Range hired Multi-Chem to take care of the sulfur smell, and 819 lbs. of Acrolein, an EPA listed Extremely Hazardous Substance, was dumped into the impoundment. Of course, the DEP never informed Voyles "that in fact the Yeager Impoundment was causing the odor, that the DEP had asked Range to take action, that Multi Chem treated the Yeager Impoundment with a chemical highly dangerous to humans, or that Petitioner [Beth Voyles] had been exposed to Hydrogen Sulfide."
And still, the DEP required no groundwater monitoring system, "being fully aware that in the event there was a leak, Acrolein would necessarily leak into the waters of the Commonwealth in violation of the CSL."
Are we done yet?
Voyle's water well began to run dry. Laura Rusmisel of Range stated in an email that "the construction of the Yeager impoundment...on top of the drought conditions for the summer could have possibly effected the spring by removing a large portion of tributary drainage area that may have supplied the shallow spring with surface water runoff." Again, the DEP issued no citation, nor informed Voyles of anything, even though "diminution of quantity of a water source violates the Oil & Gas Act."
As far as the question of water quality, analysis was performed by Microbac, Range's contract laboratory. The technician collecting the sample noted the water was cloudy, dirty, and possessing an odor that became more powerful over time. Later tests noted "staining, bad taste, odor, cloudiness, and oily film." The results of the first tests revealed the presence of 60 mg/L of 1,4 Butanediol, a hazardous man-made industrial solvent (glycol), in Voyle's spring water, and 20.4 mg/L of 1,4 Butanediol in her well water. This substance has also been linked to "behavioral changes, depression, fatigue, loss of concentration, respiratory depression and vomiting, all of which may have delayed onset." Again, the DEP issued no citation or violation, did not investigate why the substance might be in her water, and did not even inform Voyle's that the substance was present in her water or that her water was no longer safe to drink. Microbac also re-printed copies of its laboratory analysis "despite the fact that no new samples had been taken and no new analysis had been done," specifically omitting the findings of 1,4 Butanediol without any explanation as to why it was omitted on the re-prints.

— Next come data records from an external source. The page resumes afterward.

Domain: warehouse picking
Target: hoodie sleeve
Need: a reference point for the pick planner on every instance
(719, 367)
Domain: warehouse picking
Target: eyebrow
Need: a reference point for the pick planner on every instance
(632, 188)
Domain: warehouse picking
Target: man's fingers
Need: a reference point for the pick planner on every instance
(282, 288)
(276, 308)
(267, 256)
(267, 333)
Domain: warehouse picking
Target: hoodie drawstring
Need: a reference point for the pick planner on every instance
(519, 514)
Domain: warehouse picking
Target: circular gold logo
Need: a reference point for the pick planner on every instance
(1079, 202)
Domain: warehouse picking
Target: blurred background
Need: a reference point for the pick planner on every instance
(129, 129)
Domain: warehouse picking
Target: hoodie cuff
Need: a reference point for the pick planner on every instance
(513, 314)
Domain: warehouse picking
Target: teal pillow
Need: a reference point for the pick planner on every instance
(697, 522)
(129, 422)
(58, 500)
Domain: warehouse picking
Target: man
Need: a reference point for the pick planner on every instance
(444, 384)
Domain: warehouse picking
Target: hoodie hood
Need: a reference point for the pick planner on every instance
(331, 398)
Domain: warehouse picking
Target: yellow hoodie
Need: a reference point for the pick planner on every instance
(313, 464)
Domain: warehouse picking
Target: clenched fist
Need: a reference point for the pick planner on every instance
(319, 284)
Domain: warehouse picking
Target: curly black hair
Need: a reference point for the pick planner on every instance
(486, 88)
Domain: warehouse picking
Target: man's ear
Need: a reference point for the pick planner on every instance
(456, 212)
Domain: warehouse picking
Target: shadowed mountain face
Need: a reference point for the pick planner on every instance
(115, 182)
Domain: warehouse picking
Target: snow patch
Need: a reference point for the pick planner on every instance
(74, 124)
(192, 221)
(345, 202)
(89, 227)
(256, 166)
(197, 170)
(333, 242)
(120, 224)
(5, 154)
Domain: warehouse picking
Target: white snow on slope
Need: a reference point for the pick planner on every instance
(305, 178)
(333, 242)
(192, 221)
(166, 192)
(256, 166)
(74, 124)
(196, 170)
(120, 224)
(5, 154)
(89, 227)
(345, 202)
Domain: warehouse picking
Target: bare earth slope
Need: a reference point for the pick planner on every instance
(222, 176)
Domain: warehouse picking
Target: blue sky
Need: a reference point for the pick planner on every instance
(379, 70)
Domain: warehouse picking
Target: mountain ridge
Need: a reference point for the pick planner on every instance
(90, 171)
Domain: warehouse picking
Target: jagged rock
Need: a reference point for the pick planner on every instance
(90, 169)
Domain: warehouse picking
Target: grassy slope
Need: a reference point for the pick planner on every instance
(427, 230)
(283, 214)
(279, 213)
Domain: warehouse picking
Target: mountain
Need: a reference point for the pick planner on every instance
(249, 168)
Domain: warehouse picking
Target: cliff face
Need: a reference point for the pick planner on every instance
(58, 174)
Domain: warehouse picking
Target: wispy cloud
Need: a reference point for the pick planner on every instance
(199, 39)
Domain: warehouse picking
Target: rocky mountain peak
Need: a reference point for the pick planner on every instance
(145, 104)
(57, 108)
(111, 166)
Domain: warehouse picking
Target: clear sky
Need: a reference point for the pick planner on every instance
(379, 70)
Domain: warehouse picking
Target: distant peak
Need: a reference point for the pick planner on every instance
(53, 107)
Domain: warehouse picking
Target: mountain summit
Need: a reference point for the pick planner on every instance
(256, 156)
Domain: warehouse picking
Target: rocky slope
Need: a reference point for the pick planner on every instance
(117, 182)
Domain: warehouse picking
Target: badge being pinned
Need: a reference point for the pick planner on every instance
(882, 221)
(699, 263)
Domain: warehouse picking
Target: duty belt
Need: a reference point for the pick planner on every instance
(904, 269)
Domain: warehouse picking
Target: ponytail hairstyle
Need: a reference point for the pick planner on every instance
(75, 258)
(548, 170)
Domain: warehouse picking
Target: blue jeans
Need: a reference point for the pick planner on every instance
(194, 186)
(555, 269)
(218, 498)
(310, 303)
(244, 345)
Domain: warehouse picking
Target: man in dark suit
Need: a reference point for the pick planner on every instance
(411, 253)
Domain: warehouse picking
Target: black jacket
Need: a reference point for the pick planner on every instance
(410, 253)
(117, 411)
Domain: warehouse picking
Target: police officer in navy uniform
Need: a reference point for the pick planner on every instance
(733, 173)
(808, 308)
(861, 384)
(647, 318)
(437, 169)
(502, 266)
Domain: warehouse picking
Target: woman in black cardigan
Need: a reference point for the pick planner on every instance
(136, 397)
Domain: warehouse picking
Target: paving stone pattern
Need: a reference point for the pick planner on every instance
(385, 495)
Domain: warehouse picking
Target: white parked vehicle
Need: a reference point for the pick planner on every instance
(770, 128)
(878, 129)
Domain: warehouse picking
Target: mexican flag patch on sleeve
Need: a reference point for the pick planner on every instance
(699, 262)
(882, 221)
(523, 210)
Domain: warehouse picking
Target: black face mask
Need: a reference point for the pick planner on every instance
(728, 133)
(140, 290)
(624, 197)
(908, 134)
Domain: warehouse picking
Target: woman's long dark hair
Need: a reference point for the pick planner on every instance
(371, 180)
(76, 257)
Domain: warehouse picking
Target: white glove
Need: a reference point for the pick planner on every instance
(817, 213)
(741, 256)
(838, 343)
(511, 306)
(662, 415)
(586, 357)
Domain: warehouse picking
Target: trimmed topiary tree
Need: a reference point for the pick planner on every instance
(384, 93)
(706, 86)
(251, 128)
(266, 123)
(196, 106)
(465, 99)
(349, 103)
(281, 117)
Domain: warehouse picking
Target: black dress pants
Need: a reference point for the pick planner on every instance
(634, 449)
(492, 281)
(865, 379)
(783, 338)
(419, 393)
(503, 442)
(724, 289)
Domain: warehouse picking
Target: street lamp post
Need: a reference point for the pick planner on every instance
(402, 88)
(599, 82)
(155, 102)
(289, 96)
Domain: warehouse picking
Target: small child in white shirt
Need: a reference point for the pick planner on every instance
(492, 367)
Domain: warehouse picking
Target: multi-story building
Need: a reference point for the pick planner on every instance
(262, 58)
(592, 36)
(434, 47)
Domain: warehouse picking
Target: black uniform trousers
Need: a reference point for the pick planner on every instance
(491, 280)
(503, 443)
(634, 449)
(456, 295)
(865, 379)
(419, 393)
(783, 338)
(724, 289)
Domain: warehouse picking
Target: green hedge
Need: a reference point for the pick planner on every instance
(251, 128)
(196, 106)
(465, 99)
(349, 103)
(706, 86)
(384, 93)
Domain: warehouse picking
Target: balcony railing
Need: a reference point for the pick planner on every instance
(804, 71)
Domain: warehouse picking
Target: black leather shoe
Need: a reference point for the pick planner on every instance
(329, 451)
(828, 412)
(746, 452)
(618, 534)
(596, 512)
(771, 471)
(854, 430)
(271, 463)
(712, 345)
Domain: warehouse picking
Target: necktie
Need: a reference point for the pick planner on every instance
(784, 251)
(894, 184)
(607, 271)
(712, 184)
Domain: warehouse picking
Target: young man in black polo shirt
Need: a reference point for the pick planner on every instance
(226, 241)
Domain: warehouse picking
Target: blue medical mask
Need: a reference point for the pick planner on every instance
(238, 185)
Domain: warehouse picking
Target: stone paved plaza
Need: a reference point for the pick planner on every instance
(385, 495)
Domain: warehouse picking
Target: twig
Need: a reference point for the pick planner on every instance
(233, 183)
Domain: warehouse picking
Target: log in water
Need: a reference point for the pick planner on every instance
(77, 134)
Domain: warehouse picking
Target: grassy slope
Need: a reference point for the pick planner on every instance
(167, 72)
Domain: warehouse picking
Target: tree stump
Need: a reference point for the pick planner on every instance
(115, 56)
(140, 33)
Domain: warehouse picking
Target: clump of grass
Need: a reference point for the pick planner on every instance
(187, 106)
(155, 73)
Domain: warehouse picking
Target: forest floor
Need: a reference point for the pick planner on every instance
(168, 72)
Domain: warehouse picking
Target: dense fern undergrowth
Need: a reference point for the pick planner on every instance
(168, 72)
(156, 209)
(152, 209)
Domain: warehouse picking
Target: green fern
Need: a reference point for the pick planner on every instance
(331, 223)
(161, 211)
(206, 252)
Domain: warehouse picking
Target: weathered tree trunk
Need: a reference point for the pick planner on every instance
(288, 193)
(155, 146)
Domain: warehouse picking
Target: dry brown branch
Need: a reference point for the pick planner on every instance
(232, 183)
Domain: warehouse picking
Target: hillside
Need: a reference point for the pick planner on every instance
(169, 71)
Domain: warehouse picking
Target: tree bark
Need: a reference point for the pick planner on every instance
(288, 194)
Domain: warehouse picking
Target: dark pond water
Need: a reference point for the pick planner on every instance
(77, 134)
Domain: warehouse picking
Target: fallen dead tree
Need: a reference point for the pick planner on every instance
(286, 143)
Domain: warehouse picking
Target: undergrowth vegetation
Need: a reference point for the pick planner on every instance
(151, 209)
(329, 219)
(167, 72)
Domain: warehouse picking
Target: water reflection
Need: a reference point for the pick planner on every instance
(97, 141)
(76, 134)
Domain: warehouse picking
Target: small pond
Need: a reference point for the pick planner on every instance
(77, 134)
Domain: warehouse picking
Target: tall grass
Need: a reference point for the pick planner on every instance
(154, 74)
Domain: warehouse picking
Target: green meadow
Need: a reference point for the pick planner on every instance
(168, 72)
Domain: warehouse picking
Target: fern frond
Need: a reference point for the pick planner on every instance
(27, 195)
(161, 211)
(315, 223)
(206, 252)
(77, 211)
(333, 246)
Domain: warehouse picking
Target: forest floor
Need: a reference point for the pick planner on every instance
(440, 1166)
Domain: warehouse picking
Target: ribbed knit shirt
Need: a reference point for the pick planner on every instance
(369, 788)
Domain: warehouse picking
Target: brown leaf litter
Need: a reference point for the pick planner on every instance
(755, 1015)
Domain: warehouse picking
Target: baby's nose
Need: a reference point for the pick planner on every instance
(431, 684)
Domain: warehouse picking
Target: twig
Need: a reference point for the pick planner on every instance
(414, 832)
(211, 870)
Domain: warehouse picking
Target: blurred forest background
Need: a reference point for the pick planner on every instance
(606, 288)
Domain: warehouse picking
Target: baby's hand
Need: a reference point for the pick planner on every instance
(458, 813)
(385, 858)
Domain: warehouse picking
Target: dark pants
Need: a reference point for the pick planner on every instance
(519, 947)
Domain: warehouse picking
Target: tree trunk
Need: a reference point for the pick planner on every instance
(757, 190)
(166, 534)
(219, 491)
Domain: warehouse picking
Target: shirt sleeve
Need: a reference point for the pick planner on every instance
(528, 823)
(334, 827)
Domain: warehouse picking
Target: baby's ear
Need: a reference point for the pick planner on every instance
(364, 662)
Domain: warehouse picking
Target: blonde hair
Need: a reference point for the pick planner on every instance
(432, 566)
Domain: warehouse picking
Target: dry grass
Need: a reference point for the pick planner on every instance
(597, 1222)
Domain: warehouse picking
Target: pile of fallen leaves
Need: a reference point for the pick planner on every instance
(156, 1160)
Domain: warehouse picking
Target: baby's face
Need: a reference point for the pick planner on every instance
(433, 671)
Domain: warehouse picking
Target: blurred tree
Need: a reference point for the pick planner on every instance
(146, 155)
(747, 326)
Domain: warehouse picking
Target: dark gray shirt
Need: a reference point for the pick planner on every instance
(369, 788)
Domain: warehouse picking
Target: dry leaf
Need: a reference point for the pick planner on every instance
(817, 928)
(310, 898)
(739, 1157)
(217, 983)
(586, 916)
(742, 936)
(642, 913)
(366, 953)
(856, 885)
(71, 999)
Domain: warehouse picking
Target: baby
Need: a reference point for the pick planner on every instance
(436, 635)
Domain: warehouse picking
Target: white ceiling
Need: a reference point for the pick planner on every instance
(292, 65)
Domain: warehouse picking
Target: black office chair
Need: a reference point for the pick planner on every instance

When Microbac did return on November 19 2010 and again on November 23, "either on its own or at Range's direction, did not include testing for the presence of 1,4-Butanediol." No explanation was provided by Microbac as to why this was. Considering that it had already been found in the water, and that it is toxic to humans, the only logical conclusion of someone interested in protecting human health or the environment would be to test for it.
Testing by Microbac on the Yeager impoundment itself, as well as from two natural springs that collect water from the same water table as Voyle's well provided "clear evidence that the Yeager Impoundment was, in fact, leaking into the groundwater and into the Petitioner's well and spring." Even Range Resources "acknowledged that Chloride levels were especially indicative of a breach of the impoundment liner." Smith Buttz, LLC notes in the Amended Petition for Review that "Amwell Township uses cinders, not road salt, to treat its roads and the Yeager springs are situated up-gradient from any road" and thus claims made by Range Resources of road salting being the source were without substance.
Ethylene Glycol, "a component of numerous compounds that Range uses in Washington County," was also found in the springs. No problem though, because Microbac set the Reporting Limit to 20.0 mg/L, twice the reporting limit consistent with the national laboratory standard of 10 mg/L, and twice the Reporting Limit that Microbac itself uses in all other testing it has done prior to and at the same time of the analysis. Of course, if it's below this limit, one doesn't have to report it. In addition arsenic at fifteen times the level suggested by the EPA as well as glycol was found in independent testing of Voyle's water well.
Again, the DEP "issued no citation, levied no civil fines, took no further action and did not inform the Petitioner that a dangerous chemical was present in her water table."
And so this story continues with a brine spill near her home, excessive truck traffic, overpowering raw sewage smells that entered into and surrounded her home from the impoundment, and so on. I would recommend reading the details. What is most alarming is that these types of stories are common for anyone living next to a drill site and waste impoundments or compressor stations, and Voyles' case provides a window into their shared experiences, though it is the content related to the DEP that we concentrate on here.
Before searching for a deeper context, it would be wise to read the statements of other Pennsylvanians on their experiences with the DEP after Marcellus Shale drilling began on or next to their homes. I have included at the end of the article links to the interviews where many, but not all, of the statements have been previously published so that the interested reader can learn more and gain some context. We are all fortunate that these people have spoken openly and honestly about their experiences.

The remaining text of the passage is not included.